Relatedly, on itwiki, this oldid crashes: https://it.wikipedia.org/wiki/Discussioni_utente:Nicelotus~itwiki?oldid=72298949 which looks like an instance of the same crasher above.

Event Timeline

ssastry triaged this task as High priority.Dec 20 2017, 3:51 PM

https://logstash.wikimedia.org/goto/d34dc5529f03feea26b0d80d8e68e2d0 is the logstash dashboard snapshot for last 30 days .. it looks like all the crasher instances are from last 24 hours and primarily from sandbox testing and the itwiki page.

I took a quick peek at the code.

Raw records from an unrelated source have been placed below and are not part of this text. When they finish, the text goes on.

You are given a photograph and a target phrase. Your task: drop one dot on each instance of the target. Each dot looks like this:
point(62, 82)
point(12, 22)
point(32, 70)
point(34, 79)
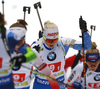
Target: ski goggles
point(49, 40)
point(92, 57)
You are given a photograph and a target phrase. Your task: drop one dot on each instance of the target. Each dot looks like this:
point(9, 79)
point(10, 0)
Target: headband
point(92, 57)
point(51, 33)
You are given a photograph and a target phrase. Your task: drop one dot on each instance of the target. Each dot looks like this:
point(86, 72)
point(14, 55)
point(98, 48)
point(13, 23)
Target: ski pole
point(36, 5)
point(92, 27)
point(26, 9)
point(84, 66)
point(3, 6)
point(40, 74)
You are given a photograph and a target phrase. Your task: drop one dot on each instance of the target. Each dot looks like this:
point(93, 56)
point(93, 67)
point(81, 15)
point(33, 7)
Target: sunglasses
point(51, 41)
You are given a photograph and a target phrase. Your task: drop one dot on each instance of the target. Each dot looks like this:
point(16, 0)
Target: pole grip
point(36, 5)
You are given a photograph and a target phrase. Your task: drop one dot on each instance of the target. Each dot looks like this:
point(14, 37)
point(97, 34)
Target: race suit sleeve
point(78, 44)
point(14, 42)
point(76, 72)
point(42, 66)
point(69, 61)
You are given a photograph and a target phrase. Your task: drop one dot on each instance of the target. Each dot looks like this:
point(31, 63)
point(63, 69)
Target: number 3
point(0, 62)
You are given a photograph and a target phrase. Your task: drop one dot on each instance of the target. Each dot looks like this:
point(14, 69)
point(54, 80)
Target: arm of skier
point(69, 61)
point(76, 72)
point(17, 44)
point(42, 66)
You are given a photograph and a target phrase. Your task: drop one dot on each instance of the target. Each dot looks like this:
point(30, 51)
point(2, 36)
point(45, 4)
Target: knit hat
point(19, 28)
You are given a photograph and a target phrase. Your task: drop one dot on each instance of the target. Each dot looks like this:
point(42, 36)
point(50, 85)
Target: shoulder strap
point(78, 56)
point(61, 46)
point(40, 43)
point(58, 42)
point(82, 74)
point(3, 36)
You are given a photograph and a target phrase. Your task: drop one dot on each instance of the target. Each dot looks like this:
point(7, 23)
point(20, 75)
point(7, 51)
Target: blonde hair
point(49, 25)
point(20, 23)
point(93, 49)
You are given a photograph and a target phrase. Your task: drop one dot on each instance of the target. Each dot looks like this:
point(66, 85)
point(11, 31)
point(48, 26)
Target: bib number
point(19, 77)
point(1, 62)
point(55, 67)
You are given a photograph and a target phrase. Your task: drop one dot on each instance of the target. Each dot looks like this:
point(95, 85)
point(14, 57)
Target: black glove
point(83, 24)
point(17, 61)
point(37, 48)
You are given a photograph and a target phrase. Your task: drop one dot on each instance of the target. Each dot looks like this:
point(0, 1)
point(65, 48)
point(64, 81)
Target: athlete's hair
point(20, 23)
point(2, 20)
point(49, 25)
point(93, 49)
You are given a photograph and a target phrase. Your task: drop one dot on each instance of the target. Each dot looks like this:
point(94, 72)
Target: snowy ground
point(68, 73)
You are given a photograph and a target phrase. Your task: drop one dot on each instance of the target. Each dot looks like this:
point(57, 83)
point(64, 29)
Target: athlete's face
point(52, 43)
point(93, 66)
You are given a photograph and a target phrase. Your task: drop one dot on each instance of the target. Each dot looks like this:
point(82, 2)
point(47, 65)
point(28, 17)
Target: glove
point(17, 61)
point(78, 85)
point(83, 24)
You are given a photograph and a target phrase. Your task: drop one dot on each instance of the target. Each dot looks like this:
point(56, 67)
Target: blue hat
point(92, 57)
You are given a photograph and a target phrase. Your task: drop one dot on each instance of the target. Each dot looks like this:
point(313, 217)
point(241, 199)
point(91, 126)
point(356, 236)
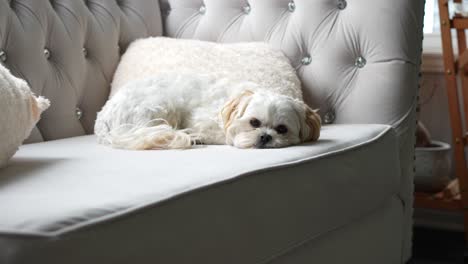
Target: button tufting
point(46, 53)
point(342, 4)
point(306, 60)
point(360, 62)
point(3, 56)
point(202, 9)
point(247, 9)
point(291, 6)
point(329, 117)
point(78, 113)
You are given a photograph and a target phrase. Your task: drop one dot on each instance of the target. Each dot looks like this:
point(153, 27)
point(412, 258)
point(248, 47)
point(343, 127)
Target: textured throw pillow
point(251, 61)
point(19, 112)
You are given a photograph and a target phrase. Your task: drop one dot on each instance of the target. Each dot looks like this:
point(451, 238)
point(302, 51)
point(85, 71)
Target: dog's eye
point(255, 122)
point(281, 129)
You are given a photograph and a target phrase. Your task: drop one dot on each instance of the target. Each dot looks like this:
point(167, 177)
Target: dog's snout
point(265, 138)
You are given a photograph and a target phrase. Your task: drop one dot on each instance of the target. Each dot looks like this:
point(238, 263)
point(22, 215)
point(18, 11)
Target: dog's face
point(268, 120)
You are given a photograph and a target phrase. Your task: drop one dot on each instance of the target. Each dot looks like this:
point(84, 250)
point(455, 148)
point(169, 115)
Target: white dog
point(175, 111)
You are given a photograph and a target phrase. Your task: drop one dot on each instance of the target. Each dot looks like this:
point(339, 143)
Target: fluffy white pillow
point(19, 112)
point(251, 61)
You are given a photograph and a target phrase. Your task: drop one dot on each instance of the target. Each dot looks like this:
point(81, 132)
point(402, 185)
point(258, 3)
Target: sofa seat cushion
point(218, 194)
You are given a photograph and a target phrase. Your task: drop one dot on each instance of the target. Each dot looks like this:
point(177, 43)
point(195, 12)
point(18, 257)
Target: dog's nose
point(265, 138)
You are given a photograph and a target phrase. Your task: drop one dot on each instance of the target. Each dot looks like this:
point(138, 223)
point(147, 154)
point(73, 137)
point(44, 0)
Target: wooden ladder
point(454, 67)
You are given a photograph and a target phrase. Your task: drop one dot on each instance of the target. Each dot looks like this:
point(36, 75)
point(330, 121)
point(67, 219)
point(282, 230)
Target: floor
point(437, 247)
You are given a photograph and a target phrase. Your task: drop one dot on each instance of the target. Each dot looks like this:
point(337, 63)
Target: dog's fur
point(175, 111)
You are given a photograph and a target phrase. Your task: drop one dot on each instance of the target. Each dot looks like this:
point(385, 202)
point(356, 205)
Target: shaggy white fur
point(255, 62)
point(174, 111)
point(20, 110)
point(172, 93)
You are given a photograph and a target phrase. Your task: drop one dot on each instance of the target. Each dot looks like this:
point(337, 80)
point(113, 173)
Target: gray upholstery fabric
point(100, 200)
point(358, 60)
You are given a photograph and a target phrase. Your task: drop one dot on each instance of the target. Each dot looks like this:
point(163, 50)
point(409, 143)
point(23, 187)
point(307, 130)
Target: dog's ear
point(235, 108)
point(310, 129)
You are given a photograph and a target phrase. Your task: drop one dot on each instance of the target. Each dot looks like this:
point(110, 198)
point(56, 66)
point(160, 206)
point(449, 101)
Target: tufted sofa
point(345, 199)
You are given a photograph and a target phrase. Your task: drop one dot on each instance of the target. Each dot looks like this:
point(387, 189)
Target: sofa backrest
point(358, 60)
point(67, 50)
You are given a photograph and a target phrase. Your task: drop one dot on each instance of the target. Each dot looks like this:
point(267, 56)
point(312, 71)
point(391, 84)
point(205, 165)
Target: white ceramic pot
point(432, 167)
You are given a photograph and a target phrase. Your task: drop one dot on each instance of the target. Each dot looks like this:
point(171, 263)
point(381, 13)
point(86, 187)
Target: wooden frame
point(453, 68)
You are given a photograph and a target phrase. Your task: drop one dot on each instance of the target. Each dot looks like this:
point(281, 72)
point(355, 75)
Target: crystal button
point(46, 53)
point(78, 113)
point(2, 55)
point(342, 4)
point(329, 117)
point(360, 62)
point(247, 9)
point(291, 6)
point(202, 9)
point(306, 60)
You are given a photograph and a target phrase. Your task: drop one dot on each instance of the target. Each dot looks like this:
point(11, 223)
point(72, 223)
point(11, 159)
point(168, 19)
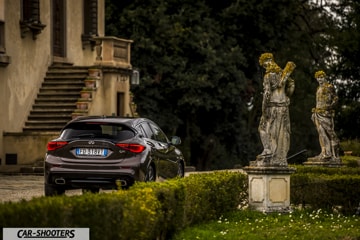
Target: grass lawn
point(300, 224)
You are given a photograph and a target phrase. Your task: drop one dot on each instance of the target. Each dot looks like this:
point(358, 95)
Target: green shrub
point(351, 145)
point(326, 188)
point(145, 211)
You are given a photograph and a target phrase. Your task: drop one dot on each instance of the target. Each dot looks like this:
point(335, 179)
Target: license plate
point(91, 152)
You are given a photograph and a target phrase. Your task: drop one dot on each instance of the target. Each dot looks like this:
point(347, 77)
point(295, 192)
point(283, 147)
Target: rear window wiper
point(84, 135)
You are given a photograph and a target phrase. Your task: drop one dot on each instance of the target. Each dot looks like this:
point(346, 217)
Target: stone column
point(269, 188)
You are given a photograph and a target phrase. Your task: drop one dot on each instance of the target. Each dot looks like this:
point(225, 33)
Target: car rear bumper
point(73, 180)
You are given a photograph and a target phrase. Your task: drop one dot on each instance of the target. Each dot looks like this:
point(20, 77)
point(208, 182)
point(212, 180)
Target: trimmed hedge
point(326, 188)
point(158, 210)
point(145, 211)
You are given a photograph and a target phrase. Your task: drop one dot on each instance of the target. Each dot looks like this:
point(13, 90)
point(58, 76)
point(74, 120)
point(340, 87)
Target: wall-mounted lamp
point(135, 77)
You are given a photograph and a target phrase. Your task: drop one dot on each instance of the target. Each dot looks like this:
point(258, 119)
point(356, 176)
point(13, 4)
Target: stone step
point(51, 122)
point(54, 128)
point(52, 111)
point(61, 89)
point(47, 117)
point(56, 100)
point(58, 94)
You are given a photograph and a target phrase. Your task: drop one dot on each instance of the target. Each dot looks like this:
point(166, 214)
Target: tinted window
point(146, 128)
point(97, 130)
point(159, 134)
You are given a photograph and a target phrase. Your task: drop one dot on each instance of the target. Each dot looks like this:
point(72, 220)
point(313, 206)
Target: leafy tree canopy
point(200, 76)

This looks like a bug in the CachingScopeStack possibly. If I use the SimpleStack (or if I comment out the exception throw in CachingScopeStack), the code runs to completion and generates the same output as domino or what I can see in the browser.

Change 399760 had a related patch set uploaded (by Subramanya Sastry; owner: Subramanya Sastry):
[mediawiki/libs/RemexHtml@master] Fix linked list manipulation in CachedScopeStack

https://gerrit.wikimedia.org/r/399760

Change 399760 merged by jenkins-bot:
[mediawiki/libs/RemexHtml@master] Fix linked list manipulation in CachedScopeStack

https://gerrit.wikimedia.org/r/399760

Change 401412 had a related patch set uploaded (by Subramanya Sastry; owner: Subramanya Sastry):
[mediawiki/libs/RemexHtml@master] Add test case for T183379

https://gerrit.wikimedia.org/r/401412

Change 401412 merged by jenkins-bot:
[mediawiki/libs/RemexHtml@master] Add test case for T183379

https://gerrit.wikimedia.org/r/401412

Change 401416 had a related patch set uploaded (by Tim Starling; owner: Tim Starling):
[mediawiki/vendor@master] Update wikimedia/remex-html to 1.0.2

https://gerrit.wikimedia.org/r/401416

Change 401416 merged by jenkins-bot:
[mediawiki/vendor@master] Update wikimedia/remex-html to 1.0.2

https://gerrit.wikimedia.org/r/401416

This will go out with the mediawiki train this week.